Im Amtsgericht stand der Angeklagte nun Hinterbliebenen und Opfern gegenüber. Zwei Familien sind Nebenkläger. Er könne nur hoffen, dass die Opfer und deren Angehörige ihm verzeihen, ließ er über seinen Anwalt erklären. Eine persönliche Entschuldigung werde folgen. „Im Moment hat mein Mandant dazu nicht die Kraft.“ 50 Jahre sei der Angeklagte unfallfrei gefahren. Er hoffe, „dass mich die Mitmenschen nicht aus der Gesellschaft verstoßen, zu der ich mein Leben lang mit Aufrichtigkeit und Stolz gehört habe“, ließ er erklären.

Freiwilligkeit statt Pflichttests für Senioren

Das Drama hatte bundesweit eine Diskussion um die Gefahr durch Senioren für den Verkehr neu entfacht. In vielen Gemeinden werden Anreize wie kostenlose Bustickets angeboten, wenn Senioren freiwillig ihren Führerschein abgeben, so auch im Landkreis Waldshut, zu dem Bad Säckingen gehört. Zu einem Anstieg bei der Führerscheinabgabe führte der spektakuläre Fall in der Region aber nicht, sagt ein Stadtsprecher. Die Zahlen lägen seit Jahren bei etwa 60 im Jahr. Bundesweit geben an die 10.000 Senioren im Jahr freiwillig ihren Führerschein ab.

Der Arbeitsgemeinschaft Verkehrsrecht des Deutschen Anwaltvereins in Berlin reicht das nicht. Der Verband fordert verpflichtende Gesundheitstests für Autofahrer ab dem 75. Lebensjahr, wie es sie in Großbritannien, Dänemark oder der Schweiz bereits für Menschen ab 70 gibt: „Freiwillige Angebote haben bisher wenig Resonanz gefunden“, so ein Sprecher.

Dem widerspricht Hannelore
Herlan von der Deutschen Verkehrswacht. In Niedersachsen, Bayern und in NRW bietet der gemeinnützige Verein Kurse für Senioren an, die sich im Verkehr unsicher fühlen. „Die Nachfrage übersteigt inzwischen das Angebot“, sagt sie.

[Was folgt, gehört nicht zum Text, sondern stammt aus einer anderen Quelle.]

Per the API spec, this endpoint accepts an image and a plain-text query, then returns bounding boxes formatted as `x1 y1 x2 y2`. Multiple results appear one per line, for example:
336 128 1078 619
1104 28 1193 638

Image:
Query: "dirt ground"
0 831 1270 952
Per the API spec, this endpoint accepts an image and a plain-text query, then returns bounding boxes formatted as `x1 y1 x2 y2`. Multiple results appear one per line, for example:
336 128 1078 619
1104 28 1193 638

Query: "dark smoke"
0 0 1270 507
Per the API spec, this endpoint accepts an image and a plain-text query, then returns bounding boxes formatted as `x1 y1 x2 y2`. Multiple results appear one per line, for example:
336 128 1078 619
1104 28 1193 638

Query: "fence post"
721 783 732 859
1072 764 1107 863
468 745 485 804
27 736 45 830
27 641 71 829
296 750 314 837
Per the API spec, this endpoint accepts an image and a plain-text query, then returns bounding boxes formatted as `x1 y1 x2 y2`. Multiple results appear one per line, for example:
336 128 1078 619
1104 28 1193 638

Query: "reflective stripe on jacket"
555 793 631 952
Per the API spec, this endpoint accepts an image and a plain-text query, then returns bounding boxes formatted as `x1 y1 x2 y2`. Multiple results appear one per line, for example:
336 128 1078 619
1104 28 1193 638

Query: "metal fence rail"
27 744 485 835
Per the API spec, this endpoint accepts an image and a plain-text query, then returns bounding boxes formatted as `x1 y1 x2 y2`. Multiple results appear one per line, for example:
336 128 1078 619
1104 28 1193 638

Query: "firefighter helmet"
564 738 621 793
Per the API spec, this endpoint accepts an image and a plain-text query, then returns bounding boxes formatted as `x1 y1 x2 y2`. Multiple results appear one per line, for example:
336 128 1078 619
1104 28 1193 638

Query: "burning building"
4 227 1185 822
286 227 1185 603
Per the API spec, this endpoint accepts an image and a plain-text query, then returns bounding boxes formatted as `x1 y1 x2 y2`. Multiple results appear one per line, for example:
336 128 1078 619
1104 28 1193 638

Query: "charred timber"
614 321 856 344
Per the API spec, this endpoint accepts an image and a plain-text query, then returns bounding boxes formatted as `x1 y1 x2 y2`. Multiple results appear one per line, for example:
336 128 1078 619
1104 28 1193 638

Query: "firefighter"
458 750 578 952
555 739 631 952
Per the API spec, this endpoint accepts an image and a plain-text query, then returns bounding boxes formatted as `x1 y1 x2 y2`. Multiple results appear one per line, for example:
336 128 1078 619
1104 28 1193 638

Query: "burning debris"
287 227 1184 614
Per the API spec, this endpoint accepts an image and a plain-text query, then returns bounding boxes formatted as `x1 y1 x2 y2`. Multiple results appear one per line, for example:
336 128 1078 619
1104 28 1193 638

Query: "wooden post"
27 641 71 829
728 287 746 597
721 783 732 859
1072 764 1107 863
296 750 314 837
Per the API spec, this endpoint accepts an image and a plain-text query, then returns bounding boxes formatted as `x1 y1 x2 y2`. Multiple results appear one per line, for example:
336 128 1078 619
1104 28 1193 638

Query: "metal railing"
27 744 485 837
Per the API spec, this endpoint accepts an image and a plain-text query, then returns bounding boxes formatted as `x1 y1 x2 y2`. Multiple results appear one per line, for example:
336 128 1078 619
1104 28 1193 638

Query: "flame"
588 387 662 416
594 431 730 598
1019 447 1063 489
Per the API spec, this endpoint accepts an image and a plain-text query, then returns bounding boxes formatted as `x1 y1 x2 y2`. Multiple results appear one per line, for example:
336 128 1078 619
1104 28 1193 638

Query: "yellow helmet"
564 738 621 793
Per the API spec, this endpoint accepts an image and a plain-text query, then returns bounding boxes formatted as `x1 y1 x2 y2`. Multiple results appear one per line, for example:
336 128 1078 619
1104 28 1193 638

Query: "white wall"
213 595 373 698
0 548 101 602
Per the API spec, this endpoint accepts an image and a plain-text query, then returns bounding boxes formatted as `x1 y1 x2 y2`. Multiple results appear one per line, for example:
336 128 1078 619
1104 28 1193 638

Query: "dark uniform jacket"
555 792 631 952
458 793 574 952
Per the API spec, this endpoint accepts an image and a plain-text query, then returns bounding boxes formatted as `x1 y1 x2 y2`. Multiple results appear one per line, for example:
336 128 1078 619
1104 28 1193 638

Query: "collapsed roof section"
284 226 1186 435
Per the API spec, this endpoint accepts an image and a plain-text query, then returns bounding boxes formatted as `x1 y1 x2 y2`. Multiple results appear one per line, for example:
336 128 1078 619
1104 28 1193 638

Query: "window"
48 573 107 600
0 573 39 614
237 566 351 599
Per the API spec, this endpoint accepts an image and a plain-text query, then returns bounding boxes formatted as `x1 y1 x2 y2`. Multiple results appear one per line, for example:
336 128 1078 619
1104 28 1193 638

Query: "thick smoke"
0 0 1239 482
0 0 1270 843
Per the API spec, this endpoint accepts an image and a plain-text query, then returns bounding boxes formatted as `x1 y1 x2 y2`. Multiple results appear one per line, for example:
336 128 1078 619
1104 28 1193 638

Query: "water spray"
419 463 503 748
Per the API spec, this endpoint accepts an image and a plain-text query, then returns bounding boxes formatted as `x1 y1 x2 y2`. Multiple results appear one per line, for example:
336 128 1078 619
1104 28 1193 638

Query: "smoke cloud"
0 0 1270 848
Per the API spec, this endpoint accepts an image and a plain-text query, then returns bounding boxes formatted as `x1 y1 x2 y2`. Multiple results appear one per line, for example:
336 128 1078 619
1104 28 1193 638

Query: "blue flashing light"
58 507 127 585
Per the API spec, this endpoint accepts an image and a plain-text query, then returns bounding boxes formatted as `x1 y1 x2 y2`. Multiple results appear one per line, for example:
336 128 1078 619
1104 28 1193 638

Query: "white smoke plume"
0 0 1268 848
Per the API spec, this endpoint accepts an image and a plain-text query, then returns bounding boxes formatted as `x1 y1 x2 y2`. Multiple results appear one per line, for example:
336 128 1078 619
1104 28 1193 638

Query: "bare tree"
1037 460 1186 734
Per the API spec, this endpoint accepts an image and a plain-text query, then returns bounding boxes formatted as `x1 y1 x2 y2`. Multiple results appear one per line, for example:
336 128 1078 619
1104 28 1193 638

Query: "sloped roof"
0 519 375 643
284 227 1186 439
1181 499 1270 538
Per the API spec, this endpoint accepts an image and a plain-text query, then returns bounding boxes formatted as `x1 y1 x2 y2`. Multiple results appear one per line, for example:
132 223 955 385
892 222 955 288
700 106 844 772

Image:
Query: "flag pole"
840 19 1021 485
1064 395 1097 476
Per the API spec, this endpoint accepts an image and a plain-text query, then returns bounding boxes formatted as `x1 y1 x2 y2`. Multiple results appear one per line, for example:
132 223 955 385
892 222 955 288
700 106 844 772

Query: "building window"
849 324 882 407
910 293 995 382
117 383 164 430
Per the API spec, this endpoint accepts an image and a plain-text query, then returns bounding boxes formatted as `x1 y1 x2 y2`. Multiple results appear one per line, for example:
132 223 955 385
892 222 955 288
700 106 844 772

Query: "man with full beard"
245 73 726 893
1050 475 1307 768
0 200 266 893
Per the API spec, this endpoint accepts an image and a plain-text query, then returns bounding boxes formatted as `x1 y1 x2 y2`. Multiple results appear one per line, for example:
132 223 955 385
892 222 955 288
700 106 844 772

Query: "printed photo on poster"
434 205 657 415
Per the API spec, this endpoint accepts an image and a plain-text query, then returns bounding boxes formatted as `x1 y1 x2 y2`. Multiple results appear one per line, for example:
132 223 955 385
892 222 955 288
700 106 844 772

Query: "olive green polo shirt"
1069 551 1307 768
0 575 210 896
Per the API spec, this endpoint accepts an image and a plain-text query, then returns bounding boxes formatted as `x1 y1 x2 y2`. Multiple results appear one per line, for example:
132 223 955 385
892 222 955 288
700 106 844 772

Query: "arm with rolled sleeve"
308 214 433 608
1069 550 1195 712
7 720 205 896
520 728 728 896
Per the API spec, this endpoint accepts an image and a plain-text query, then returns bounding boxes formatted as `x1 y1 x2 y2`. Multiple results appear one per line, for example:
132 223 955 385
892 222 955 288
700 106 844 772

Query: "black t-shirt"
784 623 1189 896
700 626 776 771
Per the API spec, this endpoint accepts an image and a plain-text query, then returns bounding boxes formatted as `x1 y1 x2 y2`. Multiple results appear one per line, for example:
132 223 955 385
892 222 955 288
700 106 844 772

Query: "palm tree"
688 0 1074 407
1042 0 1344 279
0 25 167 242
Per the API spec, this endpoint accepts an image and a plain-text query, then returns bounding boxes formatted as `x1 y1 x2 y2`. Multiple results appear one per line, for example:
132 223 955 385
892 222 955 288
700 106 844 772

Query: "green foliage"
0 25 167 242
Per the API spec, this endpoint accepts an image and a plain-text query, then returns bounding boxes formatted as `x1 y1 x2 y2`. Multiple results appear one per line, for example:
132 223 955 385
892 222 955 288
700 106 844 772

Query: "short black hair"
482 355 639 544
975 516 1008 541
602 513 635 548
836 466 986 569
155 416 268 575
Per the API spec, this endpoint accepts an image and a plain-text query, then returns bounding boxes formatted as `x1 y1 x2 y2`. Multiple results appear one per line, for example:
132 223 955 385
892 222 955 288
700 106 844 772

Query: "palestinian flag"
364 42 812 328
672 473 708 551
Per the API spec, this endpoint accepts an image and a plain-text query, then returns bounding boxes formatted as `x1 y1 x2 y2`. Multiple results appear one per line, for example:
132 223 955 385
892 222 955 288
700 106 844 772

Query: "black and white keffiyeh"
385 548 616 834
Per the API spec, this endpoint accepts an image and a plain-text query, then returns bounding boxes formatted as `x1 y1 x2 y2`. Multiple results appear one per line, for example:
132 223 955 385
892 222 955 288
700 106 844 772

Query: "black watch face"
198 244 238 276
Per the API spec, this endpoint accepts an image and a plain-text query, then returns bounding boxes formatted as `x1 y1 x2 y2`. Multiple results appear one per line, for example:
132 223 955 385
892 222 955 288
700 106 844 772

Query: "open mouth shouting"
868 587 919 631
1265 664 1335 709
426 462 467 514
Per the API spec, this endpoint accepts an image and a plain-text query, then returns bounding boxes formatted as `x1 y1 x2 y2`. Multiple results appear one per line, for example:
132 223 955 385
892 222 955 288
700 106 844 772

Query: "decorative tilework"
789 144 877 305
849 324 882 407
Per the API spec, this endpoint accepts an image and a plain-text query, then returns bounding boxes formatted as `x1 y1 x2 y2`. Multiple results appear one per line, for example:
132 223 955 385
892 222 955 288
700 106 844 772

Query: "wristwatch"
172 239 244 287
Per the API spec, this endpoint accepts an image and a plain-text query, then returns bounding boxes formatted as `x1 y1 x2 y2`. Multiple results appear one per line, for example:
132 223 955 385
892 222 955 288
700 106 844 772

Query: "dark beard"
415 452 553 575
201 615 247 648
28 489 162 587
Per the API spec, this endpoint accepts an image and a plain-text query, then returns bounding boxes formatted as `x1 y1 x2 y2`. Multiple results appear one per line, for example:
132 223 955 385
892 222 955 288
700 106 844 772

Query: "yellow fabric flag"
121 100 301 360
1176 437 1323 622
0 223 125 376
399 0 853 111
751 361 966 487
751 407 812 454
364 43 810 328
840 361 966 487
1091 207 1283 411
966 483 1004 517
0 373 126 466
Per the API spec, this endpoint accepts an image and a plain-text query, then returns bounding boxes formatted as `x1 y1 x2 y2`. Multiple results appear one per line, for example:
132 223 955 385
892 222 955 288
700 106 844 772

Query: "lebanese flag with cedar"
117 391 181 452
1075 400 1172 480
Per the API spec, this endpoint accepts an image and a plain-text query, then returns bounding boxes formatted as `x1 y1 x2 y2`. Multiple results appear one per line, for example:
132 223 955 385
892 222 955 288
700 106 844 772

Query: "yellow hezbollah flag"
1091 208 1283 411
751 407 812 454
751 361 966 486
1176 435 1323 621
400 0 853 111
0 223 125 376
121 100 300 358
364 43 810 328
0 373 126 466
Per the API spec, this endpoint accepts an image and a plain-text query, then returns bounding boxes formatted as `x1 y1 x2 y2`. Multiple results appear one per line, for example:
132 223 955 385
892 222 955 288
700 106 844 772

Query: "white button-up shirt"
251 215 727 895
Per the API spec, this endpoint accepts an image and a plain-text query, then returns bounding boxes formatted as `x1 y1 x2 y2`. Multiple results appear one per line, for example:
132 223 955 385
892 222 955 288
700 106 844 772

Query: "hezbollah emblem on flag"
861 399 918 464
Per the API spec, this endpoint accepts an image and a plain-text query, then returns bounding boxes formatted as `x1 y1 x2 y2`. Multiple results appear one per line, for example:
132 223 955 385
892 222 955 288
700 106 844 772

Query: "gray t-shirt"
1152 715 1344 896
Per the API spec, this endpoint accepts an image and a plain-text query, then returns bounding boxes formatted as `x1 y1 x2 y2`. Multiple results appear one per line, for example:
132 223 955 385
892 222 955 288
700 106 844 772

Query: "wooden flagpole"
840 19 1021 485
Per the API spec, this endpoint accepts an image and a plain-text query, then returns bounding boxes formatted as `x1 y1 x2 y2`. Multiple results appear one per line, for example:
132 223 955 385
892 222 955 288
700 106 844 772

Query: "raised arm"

Die Kursteilnehmer fahren dabei mit einem Trainer und zwei weiteren Senioren Auto, anschließend gibt es ein Feedback-Gespräch. „Die Senioren sind eher bereit, Kritik von Gleichaltrigen anzunehmen“, erklärt Herlan. „Von Jüngeren fühlen sie sich oft bevormundet.“ Als Hochrisikogruppe gelten Senioren für den ADAC ohnehin nicht. Bei einem Bevölkerungsanteil von 20 Prozent verursachten Fahrer über 65 nur 13 Prozent der Unfälle mit Personenschaden – Fahranfänger bis 24 Jahre verursachten weit mehr.